Almost two years ago, searchers pulled a child’s body from a thicket of kudzu along the side of a rural North Carolina highway. Investigators quickly identified the remains: The child was a 5-year-old girl who had disappeared a week earlier. Within days, authorities charged the girl’s mother and a 29-year-old man with murder.

A Superior Court judge ruled this week that prosecutors may ask for the death penalty if the man, now 31, is convicted. Prosecutors said the death penalty is not on the table for the girl’s mother.

The case turned out to be much more complicated than anyone thought. The mother’s charges include first-degree murder, rape of a child and human trafficking. She allegedly arranged for the other suspect to pick up her daughter in front of her home. She called the police later to report her daughter missing.

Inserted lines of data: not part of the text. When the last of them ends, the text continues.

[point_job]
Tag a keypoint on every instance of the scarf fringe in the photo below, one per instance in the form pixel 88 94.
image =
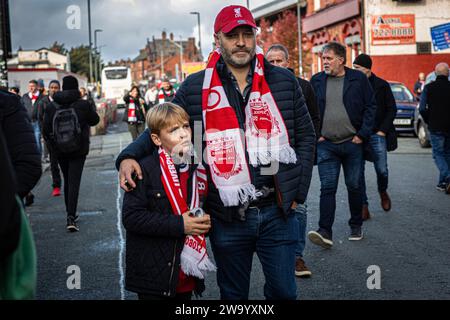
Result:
pixel 234 195
pixel 191 267
pixel 282 154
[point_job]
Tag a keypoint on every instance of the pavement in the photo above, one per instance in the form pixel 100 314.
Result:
pixel 408 246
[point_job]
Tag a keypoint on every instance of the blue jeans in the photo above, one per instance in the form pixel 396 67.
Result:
pixel 330 158
pixel 273 238
pixel 302 217
pixel 440 143
pixel 378 150
pixel 37 135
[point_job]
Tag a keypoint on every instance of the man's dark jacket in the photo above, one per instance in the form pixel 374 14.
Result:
pixel 359 100
pixel 20 142
pixel 435 105
pixel 9 212
pixel 311 103
pixel 87 116
pixel 386 110
pixel 292 180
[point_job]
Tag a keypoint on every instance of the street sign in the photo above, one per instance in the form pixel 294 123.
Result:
pixel 440 35
pixel 393 29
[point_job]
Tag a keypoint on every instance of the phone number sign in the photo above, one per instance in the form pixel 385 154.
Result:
pixel 393 29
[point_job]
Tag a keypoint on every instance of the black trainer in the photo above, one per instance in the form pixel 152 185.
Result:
pixel 320 238
pixel 71 225
pixel 355 234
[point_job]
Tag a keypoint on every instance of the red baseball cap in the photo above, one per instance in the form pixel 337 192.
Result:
pixel 231 17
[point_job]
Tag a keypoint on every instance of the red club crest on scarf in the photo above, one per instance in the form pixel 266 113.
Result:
pixel 261 119
pixel 225 160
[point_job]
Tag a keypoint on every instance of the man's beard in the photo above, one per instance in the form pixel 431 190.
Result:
pixel 233 61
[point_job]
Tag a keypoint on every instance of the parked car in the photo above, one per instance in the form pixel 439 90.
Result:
pixel 406 106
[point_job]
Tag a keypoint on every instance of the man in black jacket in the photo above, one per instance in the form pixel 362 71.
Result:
pixel 9 213
pixel 30 100
pixel 20 141
pixel 71 163
pixel 347 111
pixel 278 55
pixel 383 138
pixel 53 87
pixel 267 224
pixel 435 110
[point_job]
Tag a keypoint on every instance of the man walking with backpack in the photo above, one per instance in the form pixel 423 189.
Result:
pixel 66 126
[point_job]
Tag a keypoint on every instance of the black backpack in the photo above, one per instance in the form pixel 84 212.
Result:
pixel 66 129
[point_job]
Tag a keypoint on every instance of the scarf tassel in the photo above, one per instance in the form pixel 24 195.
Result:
pixel 192 267
pixel 234 195
pixel 282 154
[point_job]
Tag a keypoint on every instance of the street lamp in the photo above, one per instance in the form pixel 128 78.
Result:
pixel 90 41
pixel 96 73
pixel 199 33
pixel 180 46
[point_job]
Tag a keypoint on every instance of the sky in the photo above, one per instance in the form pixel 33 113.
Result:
pixel 126 24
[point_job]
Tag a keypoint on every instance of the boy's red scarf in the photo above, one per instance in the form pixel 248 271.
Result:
pixel 266 136
pixel 194 258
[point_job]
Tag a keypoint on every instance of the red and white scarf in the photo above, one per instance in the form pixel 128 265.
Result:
pixel 194 258
pixel 266 136
pixel 162 95
pixel 132 111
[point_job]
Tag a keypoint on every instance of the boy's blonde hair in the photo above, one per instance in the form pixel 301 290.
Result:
pixel 164 115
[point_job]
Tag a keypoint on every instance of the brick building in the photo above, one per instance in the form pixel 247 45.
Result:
pixel 147 65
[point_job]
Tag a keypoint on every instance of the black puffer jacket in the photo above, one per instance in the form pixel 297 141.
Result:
pixel 155 236
pixel 292 180
pixel 87 116
pixel 386 110
pixel 20 141
pixel 9 212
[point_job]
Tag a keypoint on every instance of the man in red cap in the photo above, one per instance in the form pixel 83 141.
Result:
pixel 258 154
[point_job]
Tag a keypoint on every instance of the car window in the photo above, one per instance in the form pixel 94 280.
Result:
pixel 401 92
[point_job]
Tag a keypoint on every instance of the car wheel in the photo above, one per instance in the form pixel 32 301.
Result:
pixel 422 135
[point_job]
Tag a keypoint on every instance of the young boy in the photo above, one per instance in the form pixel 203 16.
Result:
pixel 164 241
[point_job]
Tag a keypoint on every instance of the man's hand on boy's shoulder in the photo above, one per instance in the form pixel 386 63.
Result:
pixel 196 225
pixel 126 170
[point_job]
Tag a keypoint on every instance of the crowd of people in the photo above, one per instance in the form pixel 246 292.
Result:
pixel 254 113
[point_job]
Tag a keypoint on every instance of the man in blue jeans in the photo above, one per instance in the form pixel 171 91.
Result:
pixel 278 55
pixel 347 109
pixel 260 217
pixel 383 137
pixel 435 110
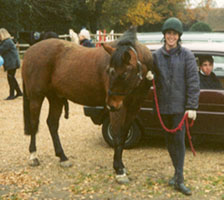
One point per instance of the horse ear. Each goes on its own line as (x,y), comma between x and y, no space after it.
(126,57)
(133,58)
(109,49)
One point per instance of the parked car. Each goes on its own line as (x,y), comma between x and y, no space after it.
(210,114)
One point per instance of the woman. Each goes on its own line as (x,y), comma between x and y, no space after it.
(177,84)
(11,62)
(208,79)
(84,38)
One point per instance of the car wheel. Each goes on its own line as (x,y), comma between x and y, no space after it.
(133,137)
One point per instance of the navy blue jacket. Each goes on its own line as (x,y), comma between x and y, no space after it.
(177,80)
(10,54)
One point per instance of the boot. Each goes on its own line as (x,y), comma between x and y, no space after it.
(183,189)
(10,97)
(172,181)
(11,88)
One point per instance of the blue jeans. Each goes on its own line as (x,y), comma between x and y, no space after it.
(176,144)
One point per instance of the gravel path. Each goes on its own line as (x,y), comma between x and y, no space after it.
(92,175)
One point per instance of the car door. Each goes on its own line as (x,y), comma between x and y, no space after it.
(210,114)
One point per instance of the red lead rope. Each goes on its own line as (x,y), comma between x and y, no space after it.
(185,118)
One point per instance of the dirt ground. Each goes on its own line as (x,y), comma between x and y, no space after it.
(92,175)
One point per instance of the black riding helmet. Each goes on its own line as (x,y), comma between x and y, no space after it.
(173,23)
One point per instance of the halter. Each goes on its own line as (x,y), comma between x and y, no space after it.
(139,74)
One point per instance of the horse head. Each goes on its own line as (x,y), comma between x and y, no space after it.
(125,73)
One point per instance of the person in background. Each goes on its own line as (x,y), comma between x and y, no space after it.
(177,86)
(208,79)
(11,62)
(84,38)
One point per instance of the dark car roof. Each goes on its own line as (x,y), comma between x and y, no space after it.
(197,47)
(157,37)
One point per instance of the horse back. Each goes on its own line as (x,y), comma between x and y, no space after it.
(70,70)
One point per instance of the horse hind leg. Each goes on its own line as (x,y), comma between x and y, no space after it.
(55,111)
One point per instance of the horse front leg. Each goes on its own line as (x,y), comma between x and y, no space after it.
(119,136)
(55,111)
(32,122)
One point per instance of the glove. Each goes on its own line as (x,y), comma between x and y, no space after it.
(192,114)
(150,75)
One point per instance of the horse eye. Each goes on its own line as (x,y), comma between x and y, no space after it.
(124,75)
(110,71)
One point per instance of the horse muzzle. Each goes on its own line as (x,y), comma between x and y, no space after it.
(114,103)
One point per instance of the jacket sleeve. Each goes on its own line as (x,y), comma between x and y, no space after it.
(192,82)
(5,46)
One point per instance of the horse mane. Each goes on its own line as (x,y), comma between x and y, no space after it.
(127,40)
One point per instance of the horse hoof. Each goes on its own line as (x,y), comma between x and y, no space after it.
(65,164)
(122,179)
(34,162)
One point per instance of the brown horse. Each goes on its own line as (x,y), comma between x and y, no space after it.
(113,76)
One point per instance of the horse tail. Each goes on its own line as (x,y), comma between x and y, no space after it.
(26,112)
(66,107)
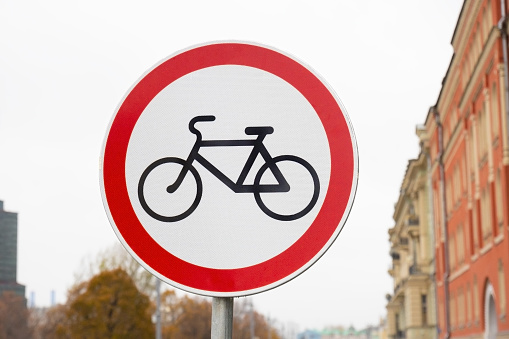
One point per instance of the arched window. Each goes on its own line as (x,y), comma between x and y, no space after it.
(490,314)
(501,286)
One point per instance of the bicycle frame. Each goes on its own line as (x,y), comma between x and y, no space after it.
(238,186)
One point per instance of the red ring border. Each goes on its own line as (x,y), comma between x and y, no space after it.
(279,269)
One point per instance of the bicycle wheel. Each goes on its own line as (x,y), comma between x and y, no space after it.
(153,194)
(282,207)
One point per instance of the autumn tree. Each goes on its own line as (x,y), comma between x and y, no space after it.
(186,317)
(50,323)
(109,306)
(245,318)
(117,257)
(13,317)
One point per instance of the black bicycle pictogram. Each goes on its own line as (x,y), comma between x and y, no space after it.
(257,188)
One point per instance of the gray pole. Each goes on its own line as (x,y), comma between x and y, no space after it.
(251,318)
(222,318)
(158,310)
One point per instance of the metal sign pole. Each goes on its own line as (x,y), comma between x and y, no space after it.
(222,318)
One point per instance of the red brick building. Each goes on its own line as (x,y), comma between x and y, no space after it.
(467,130)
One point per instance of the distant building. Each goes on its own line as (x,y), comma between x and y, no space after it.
(309,334)
(9,252)
(411,307)
(469,153)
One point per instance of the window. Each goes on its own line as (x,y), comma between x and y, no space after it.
(494,111)
(424,309)
(469,304)
(452,307)
(499,201)
(460,245)
(452,252)
(476,301)
(475,226)
(501,286)
(486,213)
(461,308)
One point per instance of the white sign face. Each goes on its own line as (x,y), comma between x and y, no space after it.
(229,169)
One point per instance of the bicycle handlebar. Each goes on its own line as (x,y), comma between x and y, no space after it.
(198,119)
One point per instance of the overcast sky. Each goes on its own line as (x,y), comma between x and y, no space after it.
(64,68)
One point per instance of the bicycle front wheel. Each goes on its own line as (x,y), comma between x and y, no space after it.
(303,193)
(155,198)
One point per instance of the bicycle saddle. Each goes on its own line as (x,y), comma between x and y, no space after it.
(257,130)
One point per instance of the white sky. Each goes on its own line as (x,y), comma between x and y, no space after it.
(64,67)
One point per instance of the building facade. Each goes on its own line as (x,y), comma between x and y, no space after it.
(411,308)
(469,177)
(9,252)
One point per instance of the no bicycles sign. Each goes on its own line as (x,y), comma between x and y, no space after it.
(229,169)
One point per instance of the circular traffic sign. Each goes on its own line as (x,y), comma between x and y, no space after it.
(228,169)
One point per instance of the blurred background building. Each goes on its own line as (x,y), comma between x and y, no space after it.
(466,133)
(411,308)
(9,252)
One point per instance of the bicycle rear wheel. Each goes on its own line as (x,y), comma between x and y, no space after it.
(157,201)
(281,205)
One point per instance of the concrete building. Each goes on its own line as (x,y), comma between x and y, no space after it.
(469,171)
(411,308)
(9,252)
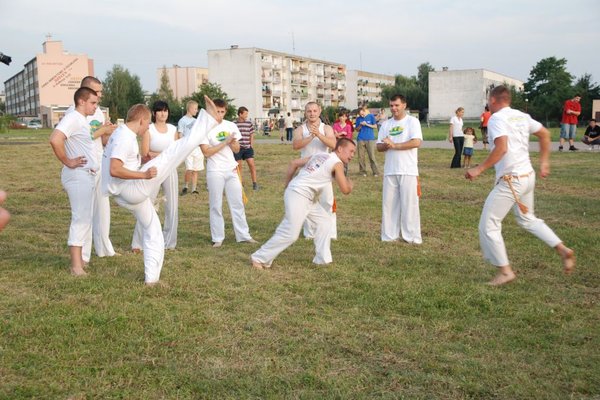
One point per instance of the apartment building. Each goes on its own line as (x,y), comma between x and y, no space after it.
(363,87)
(49,79)
(271,83)
(468,88)
(184,81)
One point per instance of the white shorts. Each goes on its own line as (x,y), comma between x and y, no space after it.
(195,161)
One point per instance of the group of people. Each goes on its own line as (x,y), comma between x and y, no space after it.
(134,178)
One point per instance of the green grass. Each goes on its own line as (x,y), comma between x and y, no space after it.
(383,321)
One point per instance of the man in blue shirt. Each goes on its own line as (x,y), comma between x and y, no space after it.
(365,140)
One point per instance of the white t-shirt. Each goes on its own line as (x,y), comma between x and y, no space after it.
(517,126)
(224,159)
(96,121)
(315,175)
(315,146)
(123,146)
(184,126)
(79,141)
(456,126)
(159,141)
(401,162)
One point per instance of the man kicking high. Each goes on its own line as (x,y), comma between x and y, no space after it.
(301,202)
(133,186)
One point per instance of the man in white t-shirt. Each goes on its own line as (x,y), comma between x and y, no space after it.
(73,145)
(400,138)
(313,137)
(195,161)
(299,200)
(508,134)
(134,187)
(100,129)
(218,146)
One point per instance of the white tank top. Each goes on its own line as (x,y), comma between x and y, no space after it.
(160,141)
(315,175)
(315,146)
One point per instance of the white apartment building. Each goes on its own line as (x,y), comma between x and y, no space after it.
(469,89)
(271,83)
(363,87)
(184,81)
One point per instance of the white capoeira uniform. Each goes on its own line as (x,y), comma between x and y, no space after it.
(400,198)
(301,202)
(221,174)
(80,182)
(159,141)
(326,197)
(195,161)
(515,167)
(101,211)
(136,194)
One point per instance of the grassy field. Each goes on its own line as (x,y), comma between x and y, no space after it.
(385,320)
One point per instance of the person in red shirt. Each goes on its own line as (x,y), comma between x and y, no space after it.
(485,116)
(568,123)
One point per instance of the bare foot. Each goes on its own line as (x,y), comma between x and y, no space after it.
(502,278)
(78,271)
(568,257)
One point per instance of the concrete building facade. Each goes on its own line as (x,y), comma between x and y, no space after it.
(49,79)
(470,88)
(184,81)
(271,83)
(363,87)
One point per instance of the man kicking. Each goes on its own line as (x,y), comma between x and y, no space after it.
(301,202)
(508,136)
(133,186)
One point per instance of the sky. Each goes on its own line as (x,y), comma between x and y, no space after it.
(381,36)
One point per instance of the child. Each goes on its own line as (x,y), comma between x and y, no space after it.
(470,140)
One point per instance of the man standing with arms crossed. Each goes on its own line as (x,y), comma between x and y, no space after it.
(100,129)
(311,138)
(508,132)
(195,161)
(246,144)
(400,137)
(73,145)
(568,123)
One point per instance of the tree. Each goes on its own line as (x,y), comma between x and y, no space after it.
(589,91)
(214,91)
(121,91)
(547,88)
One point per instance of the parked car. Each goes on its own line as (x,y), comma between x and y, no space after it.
(34,124)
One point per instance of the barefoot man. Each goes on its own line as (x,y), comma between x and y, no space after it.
(508,134)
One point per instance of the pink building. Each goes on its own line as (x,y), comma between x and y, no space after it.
(50,79)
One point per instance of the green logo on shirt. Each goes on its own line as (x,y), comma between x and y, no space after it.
(397,130)
(221,136)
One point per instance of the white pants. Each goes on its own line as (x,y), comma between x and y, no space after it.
(136,194)
(195,161)
(497,205)
(297,209)
(325,201)
(79,185)
(100,225)
(400,209)
(170,189)
(229,181)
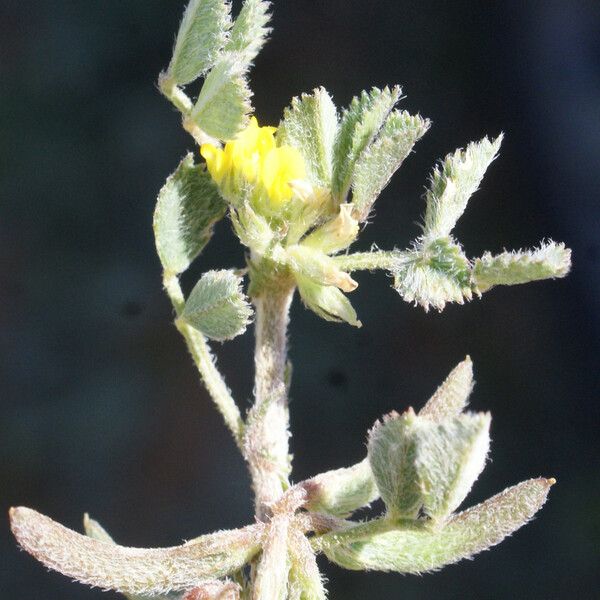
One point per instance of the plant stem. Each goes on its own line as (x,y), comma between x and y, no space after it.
(266,439)
(370,261)
(205,362)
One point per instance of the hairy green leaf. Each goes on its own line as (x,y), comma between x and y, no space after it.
(426,469)
(453,182)
(381,159)
(415,548)
(342,491)
(202,34)
(451,398)
(139,571)
(510,268)
(327,301)
(433,274)
(217,306)
(318,267)
(223,105)
(310,124)
(250,31)
(94,530)
(360,123)
(306,582)
(188,206)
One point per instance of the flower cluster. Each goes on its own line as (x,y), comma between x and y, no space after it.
(254,158)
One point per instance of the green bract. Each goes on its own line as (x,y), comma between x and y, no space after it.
(296,199)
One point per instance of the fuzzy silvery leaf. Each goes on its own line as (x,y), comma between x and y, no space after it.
(415,548)
(217,307)
(202,34)
(381,159)
(252,229)
(433,274)
(451,398)
(510,268)
(271,581)
(305,582)
(426,469)
(360,123)
(318,267)
(138,571)
(94,530)
(188,206)
(249,32)
(327,301)
(223,105)
(453,182)
(341,491)
(310,124)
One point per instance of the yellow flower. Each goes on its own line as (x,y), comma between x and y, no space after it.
(254,158)
(280,167)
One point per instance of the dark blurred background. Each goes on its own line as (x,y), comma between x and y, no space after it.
(101,407)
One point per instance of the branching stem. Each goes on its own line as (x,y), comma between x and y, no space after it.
(370,261)
(266,439)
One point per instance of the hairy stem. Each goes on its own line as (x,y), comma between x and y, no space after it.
(369,261)
(266,439)
(205,362)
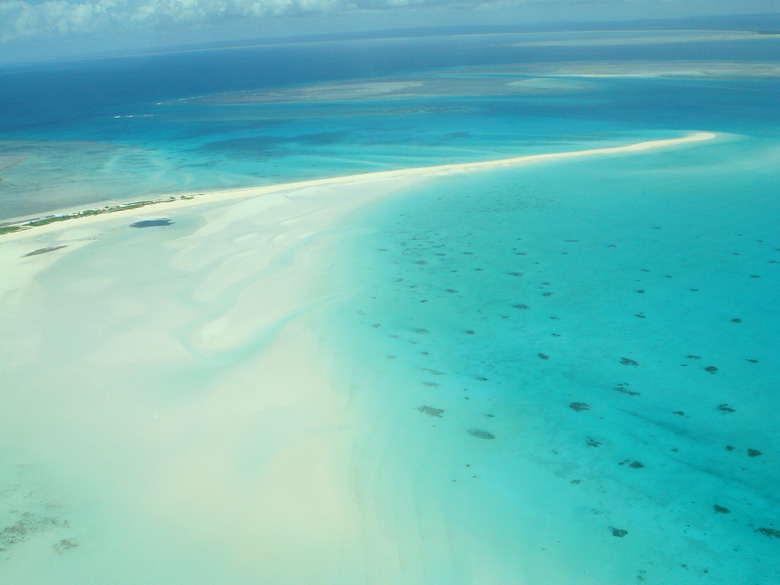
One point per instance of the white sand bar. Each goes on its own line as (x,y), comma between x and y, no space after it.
(172,410)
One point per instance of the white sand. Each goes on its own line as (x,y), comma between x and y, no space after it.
(171,405)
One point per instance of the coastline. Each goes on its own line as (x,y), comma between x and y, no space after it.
(193,414)
(17,227)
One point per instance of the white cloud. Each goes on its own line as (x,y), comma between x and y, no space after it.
(24,18)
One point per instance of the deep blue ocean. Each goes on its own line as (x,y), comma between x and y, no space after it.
(127,127)
(582,351)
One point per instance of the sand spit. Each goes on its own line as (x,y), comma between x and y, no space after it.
(172,202)
(174,408)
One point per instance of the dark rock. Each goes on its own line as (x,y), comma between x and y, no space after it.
(480,434)
(431,411)
(151,223)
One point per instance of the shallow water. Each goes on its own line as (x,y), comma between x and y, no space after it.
(537,369)
(608,326)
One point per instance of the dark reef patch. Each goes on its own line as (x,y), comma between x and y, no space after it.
(480,434)
(151,223)
(40,251)
(431,411)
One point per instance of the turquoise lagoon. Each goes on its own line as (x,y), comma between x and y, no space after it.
(566,367)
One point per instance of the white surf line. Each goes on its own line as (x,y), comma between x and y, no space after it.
(178,201)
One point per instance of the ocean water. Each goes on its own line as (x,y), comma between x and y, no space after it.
(564,371)
(592,352)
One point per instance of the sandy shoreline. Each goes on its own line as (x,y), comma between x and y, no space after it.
(184,200)
(195,422)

Security cameras caught the man carrying the girl toward an elevator in a hotel about 30 miles from her home. That was the last time she was seen alive.

The man is also facing charges of first-degree rape and first-degree kidnapping.

The girl’s death caught local and national attention. Shaquille O’Neal paid for the victim’s funeral, which was attended by more than 2,000 people.

Locally, the allegations against the girl’s mother sparked an inquiry into the role of the county’s Department of Social Services in the case. Reportedly, state investigators were looking into why the department did not turn the family’s complete file over to police. Court records indicate the mother had been the subject of a previous investigation regarding the care of her son.